Ромен развернулся и двинулся прочь.
– Что с тобой, девочка моя? А ты! Ты что с ней сделал?
Тот продолжал шагать.
– А ну вернись! Он тебя обидел? А кто? Кто? Что с твоими волосами? На-ка, надень пальто, Притти-Фэй! И скажи хоть что-нибудь!
Он слышал их злобные встревоженные крики, бившие по ушам, как перезвон медных тарелок, словно аккомпанемент короткому и хлесткому, как визг трубы, слову, которым Тео обозвал его: хуже прозвища не придумаешь! Одно-единственное слово, которое звучало, повторяемое эхом, и уж коли оно вырвалось, его теперь можно заглушить только выстрелом.
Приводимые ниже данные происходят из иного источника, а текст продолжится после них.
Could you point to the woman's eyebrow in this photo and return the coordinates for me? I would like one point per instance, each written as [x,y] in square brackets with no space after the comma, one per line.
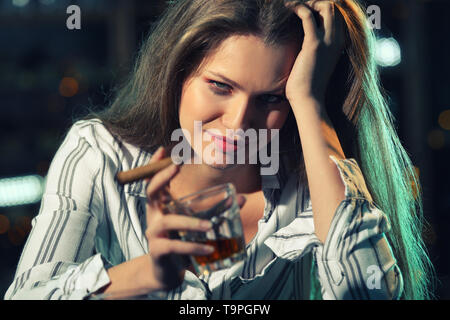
[279,85]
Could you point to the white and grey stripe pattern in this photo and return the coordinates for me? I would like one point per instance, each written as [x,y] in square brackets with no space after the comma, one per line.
[87,220]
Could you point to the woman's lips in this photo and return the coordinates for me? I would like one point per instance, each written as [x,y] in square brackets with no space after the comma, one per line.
[224,145]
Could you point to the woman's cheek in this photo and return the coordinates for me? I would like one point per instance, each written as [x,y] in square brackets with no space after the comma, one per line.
[276,119]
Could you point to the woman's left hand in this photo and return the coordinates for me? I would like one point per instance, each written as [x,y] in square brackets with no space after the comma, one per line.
[321,49]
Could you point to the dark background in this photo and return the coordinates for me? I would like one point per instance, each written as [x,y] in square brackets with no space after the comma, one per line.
[49,74]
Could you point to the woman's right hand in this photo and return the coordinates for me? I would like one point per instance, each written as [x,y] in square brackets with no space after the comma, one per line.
[169,257]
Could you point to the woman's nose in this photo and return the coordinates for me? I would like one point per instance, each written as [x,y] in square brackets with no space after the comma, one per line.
[238,115]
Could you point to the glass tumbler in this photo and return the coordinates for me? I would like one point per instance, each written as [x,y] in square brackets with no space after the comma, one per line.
[217,204]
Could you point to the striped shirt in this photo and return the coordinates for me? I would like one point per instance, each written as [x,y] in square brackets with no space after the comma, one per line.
[87,222]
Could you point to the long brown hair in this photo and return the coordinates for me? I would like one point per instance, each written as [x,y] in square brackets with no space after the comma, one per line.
[144,111]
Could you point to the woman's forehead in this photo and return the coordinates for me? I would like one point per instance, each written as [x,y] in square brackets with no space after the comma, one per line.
[248,61]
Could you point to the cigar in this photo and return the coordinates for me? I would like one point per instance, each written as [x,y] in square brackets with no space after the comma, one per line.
[146,171]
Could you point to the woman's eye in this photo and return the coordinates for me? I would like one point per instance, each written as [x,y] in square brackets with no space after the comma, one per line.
[218,85]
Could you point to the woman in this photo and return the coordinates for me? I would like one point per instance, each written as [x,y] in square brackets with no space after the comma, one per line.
[321,226]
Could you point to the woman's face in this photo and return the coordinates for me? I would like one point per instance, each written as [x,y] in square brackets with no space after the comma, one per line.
[240,85]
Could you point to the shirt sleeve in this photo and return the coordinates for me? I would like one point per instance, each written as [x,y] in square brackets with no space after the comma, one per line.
[58,260]
[356,260]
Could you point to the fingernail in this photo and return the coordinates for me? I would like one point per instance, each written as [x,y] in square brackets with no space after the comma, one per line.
[205,224]
[208,249]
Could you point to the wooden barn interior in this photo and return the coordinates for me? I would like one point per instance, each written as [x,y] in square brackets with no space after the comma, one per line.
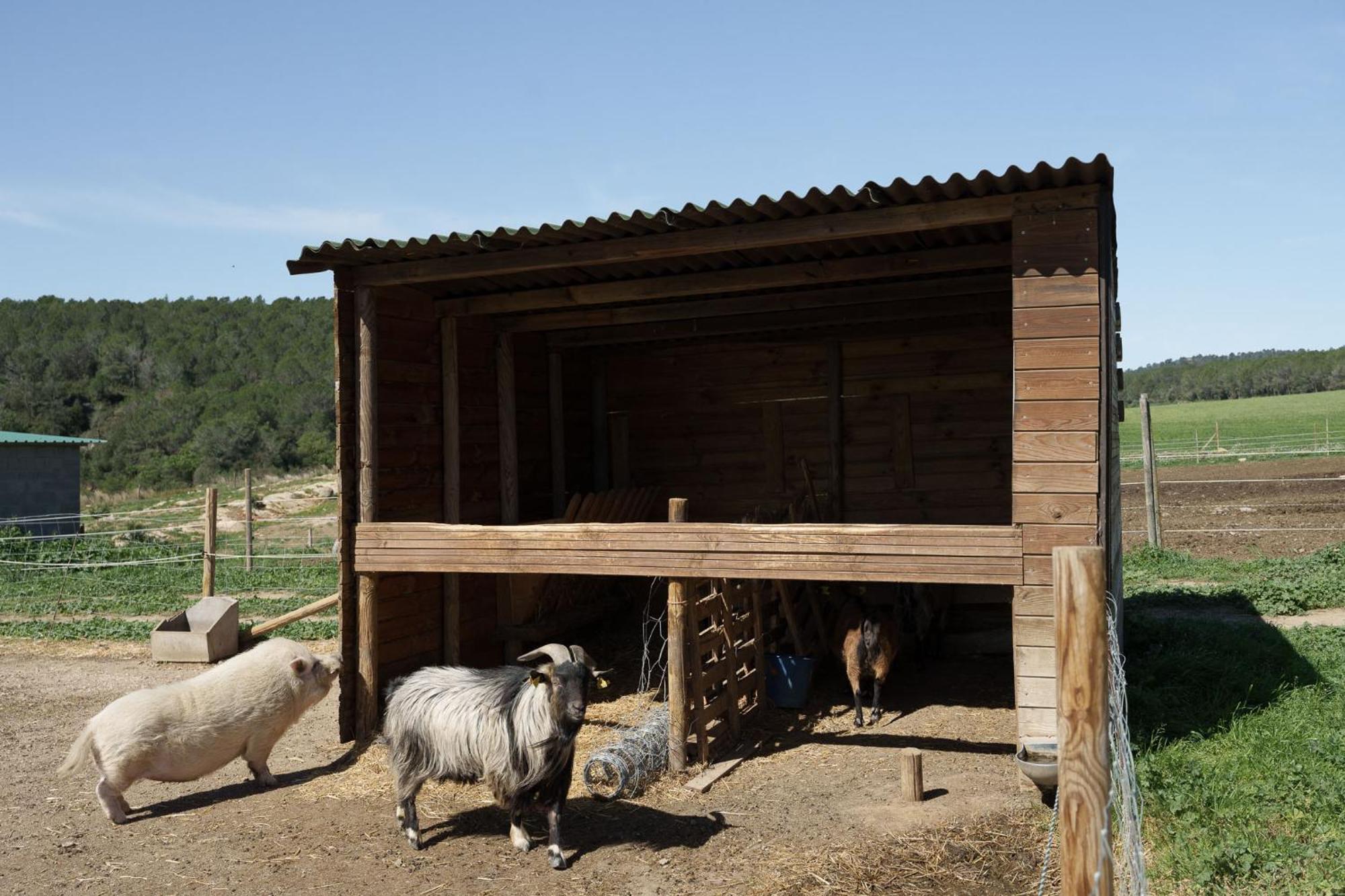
[894,385]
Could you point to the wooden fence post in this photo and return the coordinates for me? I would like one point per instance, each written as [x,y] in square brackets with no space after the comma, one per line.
[677,655]
[1081,584]
[913,774]
[248,518]
[208,549]
[1152,513]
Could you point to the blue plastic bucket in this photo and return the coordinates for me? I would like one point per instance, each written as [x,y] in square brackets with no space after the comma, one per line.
[787,680]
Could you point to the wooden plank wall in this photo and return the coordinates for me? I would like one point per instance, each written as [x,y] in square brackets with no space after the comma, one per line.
[479,452]
[411,482]
[1058,331]
[348,502]
[726,421]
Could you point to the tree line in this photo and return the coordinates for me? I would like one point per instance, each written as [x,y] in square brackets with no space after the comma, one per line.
[181,389]
[1238,376]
А иначе не покончить с ним – оно прилепится к нему на всю жизнь.
Последние три дня над ним издевались все кому не лень. Всех своих так легко завоеванных друзей – они дружили уже четыре месяца – он растерял. И теперь, встречаясь глазами с любым из шестерых, не считая Фредди, он словно бросал им вызов или приглашение, и даже когда он не смотрел на них и не ловил их взгляды, в том трубном визге слышалось его имя. Они собирались без него у школьной ограды и как по команде вставали из-за столика в забегаловке «Патти», если он садился рядом. Даже самые падкие на флирт девчонки почуяли его новый статус изгоя, как будто его одежда и обувь вдруг стали позорными: футболка слишком белой, штаны слишком отутюженными, а кроссовки завязаны сикось-накось.
На следующий день после той вечеринки, никто не помешал ему появиться на баскетбольной площадке, но, когда он вступал в игру, никто не передавал ему мяч, и если он перехватывал чужой пас, ему приходилось, в какой бы точке площадки он ни находился, самому забрасывать мяч в корзину, потому что никто из игроков не выражал готовности принять от него пас. Все опускали руки и просто смотрели. И стоило ему послать кому-то мяч с отскоком от земли, никто его не ловил, и в воздух взлетал трубный плевок
Лукас Брин, один из белых мальчишек, чья точность бросков в корзину вызывала всеобщую зависть, в одиночестве водил мяч в углу площадки. Ромен поднялся и отправился составить ему пару, но вовремя осознал, что в репертуаре его врагов есть еще одно обидное слово. И он прошел мимо Лукаса, пробурчав чуть слышно: «Привет!»
На второй день он чувствовал себя еще более несчастным и одиноким. Фредди отдал ему забытую в том доме куртку со словами: «Слышь, мужик, не парься!» – но больше не сказал ничего и быстро ушел. А после того как ему через окно школьного автобуса помахали две подружки Притти-Фэй, те самые, которые вынесли ей на крыльцо сумочку и пальто, он стал добираться до школы рейсовым автобусом. Он без колебаний смирился с неудобством шагать две мили пешком до и от остановки, чтобы избежать возможности снова увидеть Притти-Фэй. Он ее так и не увидел. Как не увидел ее больше никто.